Yeah... but... actually?

Not possible for everyone. Is my family "bad" because we cannot be vegan? And really, I do mean cannot, due to a confluence of medical reasons. If you cannot eat (or have in your house) nuts, most legumes, or a majority of readily available seeds... and you MUST eat a diet moderate-to-high in fats and protein, that is limiting to the point of making veganism a non-viable option. Remove eggs and milk from the equation and vegetarianism also begins to look impossible from a practical standpoint.
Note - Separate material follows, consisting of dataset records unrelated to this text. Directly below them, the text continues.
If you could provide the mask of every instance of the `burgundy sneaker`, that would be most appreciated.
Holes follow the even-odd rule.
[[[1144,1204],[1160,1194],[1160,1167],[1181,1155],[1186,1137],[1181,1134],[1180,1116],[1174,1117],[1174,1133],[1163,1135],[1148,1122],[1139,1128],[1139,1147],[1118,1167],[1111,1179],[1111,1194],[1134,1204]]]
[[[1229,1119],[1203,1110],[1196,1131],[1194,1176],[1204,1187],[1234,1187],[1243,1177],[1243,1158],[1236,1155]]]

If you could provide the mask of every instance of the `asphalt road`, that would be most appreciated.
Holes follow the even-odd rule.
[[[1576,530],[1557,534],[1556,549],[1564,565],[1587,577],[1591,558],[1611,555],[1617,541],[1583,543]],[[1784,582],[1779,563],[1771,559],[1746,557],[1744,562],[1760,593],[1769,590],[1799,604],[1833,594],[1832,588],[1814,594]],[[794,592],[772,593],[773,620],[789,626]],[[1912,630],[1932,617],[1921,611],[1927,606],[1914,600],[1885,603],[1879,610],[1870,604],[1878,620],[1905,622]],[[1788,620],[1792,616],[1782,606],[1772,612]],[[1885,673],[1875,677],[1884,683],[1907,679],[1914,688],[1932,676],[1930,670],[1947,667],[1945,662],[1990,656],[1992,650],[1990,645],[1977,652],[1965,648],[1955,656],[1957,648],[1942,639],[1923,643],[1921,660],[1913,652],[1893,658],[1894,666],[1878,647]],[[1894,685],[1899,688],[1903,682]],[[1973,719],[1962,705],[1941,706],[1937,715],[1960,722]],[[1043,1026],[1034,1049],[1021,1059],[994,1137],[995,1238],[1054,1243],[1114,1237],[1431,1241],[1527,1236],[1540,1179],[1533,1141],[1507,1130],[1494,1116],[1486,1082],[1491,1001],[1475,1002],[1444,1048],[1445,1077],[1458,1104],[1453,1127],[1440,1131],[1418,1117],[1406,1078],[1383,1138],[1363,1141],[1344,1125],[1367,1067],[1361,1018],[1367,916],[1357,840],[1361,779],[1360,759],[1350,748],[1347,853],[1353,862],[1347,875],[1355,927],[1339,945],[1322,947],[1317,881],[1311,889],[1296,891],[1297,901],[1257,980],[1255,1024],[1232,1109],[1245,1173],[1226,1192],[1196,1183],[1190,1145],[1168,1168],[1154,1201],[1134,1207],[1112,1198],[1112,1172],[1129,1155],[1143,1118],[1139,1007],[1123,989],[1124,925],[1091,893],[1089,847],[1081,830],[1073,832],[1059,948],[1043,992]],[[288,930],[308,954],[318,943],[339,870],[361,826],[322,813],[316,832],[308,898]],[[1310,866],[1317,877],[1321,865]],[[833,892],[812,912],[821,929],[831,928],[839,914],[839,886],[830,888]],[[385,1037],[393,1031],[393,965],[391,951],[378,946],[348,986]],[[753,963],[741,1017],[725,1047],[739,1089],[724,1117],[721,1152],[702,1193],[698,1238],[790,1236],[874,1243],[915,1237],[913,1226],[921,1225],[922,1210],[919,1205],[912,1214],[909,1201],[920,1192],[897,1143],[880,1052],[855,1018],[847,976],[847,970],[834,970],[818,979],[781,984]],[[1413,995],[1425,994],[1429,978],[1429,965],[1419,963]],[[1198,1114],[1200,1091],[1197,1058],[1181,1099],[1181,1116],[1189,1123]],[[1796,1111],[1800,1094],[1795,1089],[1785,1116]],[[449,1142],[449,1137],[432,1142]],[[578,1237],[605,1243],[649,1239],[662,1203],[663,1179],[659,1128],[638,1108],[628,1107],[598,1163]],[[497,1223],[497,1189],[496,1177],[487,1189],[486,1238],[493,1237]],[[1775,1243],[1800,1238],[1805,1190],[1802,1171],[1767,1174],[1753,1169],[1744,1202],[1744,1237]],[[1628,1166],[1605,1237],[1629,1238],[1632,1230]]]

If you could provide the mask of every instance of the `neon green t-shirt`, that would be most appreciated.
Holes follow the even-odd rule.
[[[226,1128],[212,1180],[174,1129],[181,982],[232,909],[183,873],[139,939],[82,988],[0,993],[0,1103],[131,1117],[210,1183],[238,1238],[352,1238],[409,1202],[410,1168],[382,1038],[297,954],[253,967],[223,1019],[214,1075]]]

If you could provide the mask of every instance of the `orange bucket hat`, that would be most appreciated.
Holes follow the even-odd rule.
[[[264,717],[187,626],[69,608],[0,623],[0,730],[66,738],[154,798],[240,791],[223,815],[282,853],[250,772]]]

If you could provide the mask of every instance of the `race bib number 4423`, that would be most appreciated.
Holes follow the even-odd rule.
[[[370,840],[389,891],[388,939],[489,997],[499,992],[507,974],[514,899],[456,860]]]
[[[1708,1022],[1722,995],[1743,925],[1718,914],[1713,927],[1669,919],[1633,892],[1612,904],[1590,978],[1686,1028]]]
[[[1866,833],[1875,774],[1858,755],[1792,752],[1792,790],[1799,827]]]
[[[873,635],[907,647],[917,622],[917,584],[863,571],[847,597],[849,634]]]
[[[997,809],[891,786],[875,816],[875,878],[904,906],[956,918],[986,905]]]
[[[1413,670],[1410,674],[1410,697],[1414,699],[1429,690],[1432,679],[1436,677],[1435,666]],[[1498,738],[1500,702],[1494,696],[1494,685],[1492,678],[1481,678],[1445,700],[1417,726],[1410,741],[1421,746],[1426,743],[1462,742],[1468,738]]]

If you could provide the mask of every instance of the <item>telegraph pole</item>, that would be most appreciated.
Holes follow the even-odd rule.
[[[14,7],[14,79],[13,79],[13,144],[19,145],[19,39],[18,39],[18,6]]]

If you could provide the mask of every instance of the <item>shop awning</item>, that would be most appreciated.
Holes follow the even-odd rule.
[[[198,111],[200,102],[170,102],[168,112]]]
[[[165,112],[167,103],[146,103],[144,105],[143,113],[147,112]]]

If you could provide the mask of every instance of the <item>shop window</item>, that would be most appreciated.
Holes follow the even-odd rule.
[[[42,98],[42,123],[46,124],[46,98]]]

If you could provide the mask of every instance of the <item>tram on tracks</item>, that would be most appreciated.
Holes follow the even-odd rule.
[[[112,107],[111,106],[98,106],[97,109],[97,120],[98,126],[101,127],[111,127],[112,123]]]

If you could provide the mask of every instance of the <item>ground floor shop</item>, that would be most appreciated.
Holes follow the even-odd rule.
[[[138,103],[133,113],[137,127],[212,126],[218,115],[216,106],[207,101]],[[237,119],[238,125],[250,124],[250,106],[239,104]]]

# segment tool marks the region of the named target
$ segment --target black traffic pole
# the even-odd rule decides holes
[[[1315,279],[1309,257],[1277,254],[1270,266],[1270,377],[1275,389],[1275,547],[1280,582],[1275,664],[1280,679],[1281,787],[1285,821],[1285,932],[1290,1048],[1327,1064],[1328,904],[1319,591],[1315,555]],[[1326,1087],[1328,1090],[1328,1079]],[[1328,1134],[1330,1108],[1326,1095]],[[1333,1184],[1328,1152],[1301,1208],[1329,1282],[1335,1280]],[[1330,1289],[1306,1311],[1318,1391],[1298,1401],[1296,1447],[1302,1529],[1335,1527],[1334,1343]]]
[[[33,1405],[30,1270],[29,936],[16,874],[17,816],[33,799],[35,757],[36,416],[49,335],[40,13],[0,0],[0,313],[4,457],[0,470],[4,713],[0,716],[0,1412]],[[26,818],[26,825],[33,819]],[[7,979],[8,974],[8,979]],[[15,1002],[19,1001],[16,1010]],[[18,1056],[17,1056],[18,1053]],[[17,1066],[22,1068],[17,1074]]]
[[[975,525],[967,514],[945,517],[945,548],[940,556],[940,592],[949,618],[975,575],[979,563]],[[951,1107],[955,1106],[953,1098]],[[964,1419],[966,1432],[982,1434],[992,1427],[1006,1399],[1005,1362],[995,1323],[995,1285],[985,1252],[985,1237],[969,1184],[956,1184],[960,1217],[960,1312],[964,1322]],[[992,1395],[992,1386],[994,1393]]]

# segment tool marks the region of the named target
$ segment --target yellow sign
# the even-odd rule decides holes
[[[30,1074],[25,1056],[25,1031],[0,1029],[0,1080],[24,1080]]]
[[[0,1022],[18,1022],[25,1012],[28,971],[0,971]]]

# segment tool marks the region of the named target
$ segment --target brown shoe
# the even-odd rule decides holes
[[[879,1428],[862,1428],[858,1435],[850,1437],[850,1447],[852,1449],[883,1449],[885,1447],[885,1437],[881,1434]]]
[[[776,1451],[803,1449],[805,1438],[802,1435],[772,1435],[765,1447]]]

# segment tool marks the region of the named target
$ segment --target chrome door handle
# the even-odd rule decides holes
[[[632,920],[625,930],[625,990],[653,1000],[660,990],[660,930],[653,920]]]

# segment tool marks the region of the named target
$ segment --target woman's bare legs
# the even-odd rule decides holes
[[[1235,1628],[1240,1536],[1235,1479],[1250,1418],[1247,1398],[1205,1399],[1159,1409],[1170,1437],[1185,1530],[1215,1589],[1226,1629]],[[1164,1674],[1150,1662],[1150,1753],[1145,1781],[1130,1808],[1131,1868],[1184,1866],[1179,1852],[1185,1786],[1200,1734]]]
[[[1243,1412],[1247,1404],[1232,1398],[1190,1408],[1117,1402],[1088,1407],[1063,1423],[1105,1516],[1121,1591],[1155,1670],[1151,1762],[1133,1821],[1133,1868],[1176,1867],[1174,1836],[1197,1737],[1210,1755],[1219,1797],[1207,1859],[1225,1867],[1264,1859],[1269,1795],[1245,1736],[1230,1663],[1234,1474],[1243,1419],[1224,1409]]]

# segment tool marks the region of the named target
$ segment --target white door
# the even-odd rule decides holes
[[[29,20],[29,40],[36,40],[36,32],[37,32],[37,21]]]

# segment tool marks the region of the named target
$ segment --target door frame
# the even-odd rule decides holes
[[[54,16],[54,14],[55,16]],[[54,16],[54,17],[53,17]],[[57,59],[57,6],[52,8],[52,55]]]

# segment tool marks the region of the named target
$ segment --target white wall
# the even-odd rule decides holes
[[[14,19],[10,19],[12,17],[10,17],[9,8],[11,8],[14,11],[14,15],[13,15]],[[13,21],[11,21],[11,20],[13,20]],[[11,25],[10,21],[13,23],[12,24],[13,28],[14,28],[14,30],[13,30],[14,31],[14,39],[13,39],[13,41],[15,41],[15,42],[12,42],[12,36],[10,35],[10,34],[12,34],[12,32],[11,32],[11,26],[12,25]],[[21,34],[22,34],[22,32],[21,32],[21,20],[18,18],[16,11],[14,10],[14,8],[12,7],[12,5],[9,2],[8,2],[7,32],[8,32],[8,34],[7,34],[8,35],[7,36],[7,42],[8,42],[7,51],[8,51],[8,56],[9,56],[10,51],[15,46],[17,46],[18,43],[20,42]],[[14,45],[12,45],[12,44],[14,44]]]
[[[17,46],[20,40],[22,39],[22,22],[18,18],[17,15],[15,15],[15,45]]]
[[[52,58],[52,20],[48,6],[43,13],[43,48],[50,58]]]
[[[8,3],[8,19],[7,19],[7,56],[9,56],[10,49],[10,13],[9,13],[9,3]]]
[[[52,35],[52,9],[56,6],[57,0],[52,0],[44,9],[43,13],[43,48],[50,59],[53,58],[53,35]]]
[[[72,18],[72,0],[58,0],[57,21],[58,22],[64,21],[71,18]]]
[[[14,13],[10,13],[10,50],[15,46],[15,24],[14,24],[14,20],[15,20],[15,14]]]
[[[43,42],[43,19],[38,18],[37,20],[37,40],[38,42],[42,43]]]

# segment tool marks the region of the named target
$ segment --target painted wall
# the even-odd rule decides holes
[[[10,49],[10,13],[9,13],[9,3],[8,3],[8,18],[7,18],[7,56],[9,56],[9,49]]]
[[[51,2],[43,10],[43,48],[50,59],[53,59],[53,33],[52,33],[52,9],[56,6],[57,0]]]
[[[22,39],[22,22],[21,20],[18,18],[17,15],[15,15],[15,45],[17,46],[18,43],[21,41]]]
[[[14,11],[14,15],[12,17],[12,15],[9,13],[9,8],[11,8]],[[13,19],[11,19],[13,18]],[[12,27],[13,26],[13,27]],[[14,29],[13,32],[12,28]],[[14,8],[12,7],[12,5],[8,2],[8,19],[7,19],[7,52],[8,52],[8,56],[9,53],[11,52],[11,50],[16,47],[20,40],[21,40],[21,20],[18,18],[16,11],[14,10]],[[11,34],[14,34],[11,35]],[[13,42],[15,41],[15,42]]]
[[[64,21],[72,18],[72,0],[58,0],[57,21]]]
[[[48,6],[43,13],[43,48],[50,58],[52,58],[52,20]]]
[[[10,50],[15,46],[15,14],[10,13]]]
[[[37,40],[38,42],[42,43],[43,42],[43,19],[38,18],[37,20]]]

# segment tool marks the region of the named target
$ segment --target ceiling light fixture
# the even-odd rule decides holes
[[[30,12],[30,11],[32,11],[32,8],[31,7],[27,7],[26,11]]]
So non-vegans are "sociopaths?" frown

Wow. It is that kind of moral absolutism that DAD22 was referring to, incidentally.

Not everyone shares that belief system (that all living creatures are of equal "worth" in human terms). I also refuse to accept that there is a "right/wrong" here that applies equally to all human beings. If that makes me evil, I guess-- so be it. But my daughter is one of the most empathetic and kind people I've ever known... and she would suffer tremendous health consequences if she could not eat meat and other animal products.

Biologically, we are animals. I'm not sure why anyone finds that an objectionable stance. The better question, IMO, is why it is unacceptable to eat other people, but IS apparently okay to eat... well, other mammals. Biology is a bit ambivalent about that, and so are (some) cultural norms. But most humans are clear that the one thing is wrong, and the other is mostly not completely "wrong" in a moral sense.

As I said-- it's not black and white, as much as anyone would like for it to be.

We're all animals. Viewing human beings as more "special" than any other animals is also fraught with troubling questions once one examines what we mean by that statement. Some animals clearly possess many of the things that we regard as "human" when one looks at the evidence. There is evidence of tool-making, empathy, culture, and language. I think, honestly, that this is probably a better argument for vegetarianism than "how can you kill another living thing??"

But it is a biologically-based argument, not a moral one.





Schrödinger's cat walks into a bar. And doesn't.